PASO ROBLES, Calif. – Wild spring weather across California’s wine country has been enough to drive a vintner to drink.

From killer snow in the Sierra Nevada foothills to dry-season downpours along the coast to a hard freeze in temperate Paso Robles, 2011 is proving a challenging vintage.

“That’s what makes this business so damned interesting,” said Jim Fiolek, executive director of the Santa Barbara County Vintners’ Association.

It also can keep winemakers up at night.

Jason Haas, general manager of Tablas Creek Vineyard near Paso Robles, said winemaker Neil Collins has experienced many sleepless nights this spring.

“These people who envy the winemaker’s lifestyle should drive around here with Neil at 3 a.m. when he knows it’s freezing and there’s nothing he can do about it,” Haas said.

Vintners have long joked that the weather is just like last year — different. But people expect to find constants in the nation’s premiere grape-growing state.

Rain is expected to taper in April and end by May, then not return until November.

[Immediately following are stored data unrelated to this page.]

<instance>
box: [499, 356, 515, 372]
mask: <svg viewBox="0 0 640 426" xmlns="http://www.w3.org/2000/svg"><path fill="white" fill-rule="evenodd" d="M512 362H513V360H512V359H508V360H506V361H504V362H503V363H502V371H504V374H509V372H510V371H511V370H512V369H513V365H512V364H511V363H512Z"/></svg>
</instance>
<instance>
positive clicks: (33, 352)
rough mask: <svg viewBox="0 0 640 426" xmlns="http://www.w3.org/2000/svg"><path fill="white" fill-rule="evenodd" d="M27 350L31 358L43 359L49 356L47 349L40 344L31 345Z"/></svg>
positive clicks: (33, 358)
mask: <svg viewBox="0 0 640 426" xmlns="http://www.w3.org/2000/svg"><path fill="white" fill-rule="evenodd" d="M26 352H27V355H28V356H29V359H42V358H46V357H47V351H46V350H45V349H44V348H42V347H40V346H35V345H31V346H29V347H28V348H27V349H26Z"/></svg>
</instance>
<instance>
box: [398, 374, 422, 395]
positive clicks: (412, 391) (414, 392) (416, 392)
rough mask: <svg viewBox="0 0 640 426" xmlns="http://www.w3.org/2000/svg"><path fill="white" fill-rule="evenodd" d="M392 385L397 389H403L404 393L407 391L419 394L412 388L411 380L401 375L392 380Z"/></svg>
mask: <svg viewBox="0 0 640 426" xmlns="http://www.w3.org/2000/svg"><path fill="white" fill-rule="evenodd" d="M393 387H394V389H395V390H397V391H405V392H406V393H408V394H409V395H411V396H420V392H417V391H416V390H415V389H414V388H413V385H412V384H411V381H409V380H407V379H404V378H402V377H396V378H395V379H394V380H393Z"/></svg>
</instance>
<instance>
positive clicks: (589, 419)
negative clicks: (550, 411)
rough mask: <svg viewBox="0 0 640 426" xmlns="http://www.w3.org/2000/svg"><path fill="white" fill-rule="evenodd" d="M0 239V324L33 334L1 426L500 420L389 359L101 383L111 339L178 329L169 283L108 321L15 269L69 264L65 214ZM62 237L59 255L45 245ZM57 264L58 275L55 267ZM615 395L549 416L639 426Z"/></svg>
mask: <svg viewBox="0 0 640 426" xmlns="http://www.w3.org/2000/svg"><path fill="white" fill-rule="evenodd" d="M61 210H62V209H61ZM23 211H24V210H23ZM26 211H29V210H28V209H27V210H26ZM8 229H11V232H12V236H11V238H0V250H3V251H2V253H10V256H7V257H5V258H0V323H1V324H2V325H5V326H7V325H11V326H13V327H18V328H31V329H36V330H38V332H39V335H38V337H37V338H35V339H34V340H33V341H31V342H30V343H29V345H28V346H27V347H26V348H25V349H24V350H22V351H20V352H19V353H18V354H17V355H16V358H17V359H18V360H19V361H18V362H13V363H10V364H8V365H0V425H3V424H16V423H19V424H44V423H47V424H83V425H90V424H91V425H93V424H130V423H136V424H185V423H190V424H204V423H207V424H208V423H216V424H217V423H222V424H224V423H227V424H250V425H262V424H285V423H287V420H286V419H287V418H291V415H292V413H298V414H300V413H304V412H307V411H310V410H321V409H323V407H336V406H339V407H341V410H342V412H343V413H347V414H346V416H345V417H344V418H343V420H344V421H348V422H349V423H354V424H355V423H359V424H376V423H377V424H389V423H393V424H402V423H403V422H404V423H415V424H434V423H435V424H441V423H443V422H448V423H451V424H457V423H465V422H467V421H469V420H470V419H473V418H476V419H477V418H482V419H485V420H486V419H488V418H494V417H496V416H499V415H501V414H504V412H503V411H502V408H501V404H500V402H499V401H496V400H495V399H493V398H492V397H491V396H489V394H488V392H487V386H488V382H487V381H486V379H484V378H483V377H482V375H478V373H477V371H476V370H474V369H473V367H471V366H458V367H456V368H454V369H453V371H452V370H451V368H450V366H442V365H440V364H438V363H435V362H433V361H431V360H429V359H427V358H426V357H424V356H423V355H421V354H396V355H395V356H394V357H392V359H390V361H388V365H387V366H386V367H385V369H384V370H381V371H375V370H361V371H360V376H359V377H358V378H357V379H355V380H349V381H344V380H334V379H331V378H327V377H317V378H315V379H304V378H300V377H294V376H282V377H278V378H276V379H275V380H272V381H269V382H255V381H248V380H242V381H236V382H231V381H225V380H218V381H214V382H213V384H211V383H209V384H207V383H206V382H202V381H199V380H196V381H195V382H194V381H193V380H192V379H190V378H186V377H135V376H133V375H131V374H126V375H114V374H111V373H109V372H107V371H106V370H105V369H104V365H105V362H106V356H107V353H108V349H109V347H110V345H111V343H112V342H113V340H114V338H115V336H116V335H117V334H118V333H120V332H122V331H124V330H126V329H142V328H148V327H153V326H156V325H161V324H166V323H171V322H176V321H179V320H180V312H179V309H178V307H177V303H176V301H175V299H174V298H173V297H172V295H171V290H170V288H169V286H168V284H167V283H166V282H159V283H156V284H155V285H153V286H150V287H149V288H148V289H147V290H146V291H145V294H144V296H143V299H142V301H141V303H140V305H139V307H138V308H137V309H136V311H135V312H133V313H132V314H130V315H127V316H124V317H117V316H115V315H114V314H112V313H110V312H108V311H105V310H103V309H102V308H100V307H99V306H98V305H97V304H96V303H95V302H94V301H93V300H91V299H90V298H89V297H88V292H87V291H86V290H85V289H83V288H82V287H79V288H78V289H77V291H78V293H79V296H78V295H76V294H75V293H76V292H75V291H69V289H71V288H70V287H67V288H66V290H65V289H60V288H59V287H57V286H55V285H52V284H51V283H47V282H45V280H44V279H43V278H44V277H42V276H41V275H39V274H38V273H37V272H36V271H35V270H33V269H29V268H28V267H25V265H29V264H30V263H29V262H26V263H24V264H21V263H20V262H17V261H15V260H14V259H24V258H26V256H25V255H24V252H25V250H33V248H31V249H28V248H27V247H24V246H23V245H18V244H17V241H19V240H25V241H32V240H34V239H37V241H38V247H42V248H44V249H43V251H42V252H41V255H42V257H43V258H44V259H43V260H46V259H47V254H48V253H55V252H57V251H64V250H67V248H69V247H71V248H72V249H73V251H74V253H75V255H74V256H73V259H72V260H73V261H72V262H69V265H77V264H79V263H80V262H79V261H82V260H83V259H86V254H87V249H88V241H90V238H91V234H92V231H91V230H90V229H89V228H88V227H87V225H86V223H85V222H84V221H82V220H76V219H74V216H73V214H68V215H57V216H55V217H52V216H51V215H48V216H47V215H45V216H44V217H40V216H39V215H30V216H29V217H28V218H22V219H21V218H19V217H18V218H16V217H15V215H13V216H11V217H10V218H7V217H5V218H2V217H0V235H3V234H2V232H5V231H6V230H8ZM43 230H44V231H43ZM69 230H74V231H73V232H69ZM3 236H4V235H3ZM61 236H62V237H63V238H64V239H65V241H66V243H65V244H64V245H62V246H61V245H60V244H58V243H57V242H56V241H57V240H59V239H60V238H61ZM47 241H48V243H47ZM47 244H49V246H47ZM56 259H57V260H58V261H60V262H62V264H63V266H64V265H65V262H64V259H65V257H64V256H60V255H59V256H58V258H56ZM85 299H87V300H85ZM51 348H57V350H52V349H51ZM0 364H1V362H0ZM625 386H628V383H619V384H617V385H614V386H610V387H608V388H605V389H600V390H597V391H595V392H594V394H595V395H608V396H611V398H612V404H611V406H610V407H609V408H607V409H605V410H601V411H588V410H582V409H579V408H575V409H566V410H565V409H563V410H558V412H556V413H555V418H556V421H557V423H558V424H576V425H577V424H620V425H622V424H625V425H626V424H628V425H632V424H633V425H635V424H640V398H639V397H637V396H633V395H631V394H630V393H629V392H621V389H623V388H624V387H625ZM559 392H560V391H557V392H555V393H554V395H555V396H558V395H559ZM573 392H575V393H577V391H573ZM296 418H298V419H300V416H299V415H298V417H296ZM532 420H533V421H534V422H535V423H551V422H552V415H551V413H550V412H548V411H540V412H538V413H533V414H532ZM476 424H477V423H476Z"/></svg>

In those months, balmy temperatures awaken dormant vines from their winter slumber and buds start to break.

This year there has been frost and record rain in June. Sustained temperatures over 70 didn’t hit until last week in most wine regions.

Now just days before the official start of summer it looks like early spring across California wine country. Buds are just emerging and the fruit is forming far behind schedule.

“This weather is causing all kinds of problems, but it’s not the first time and not the last,” Fiolek said. “Other products have a more ephemeral lifetime, but ours goes on and on and tells the story of the weather pattern.”

While rain is good for some crops, late precipitation is not for California’s $18.5 billion wine industry. Regulating water controls the intensity of grape flavors — and too much causes mildew.

The most recent deluge last Sunday and Monday across Napa and Sonoma forced crews back into some fields, where they hope that removing select leaves will fight mildew by increasing airflow.

It’s snow, not rain, that caused problems in mountainous El Dorado County, where leafing vineyards have been hit by the same spring snow storms that have some ski resorts dreaming of remaining open through July 4.

“There’s nothing we can do about it, and we don’t even know the outcome yet,” said Josh Bendick, winemaker at Holly’s Hill in the Sierra-Nevada foothills, where 4 inches accumulated May 15 on shoots of a white wine-grape.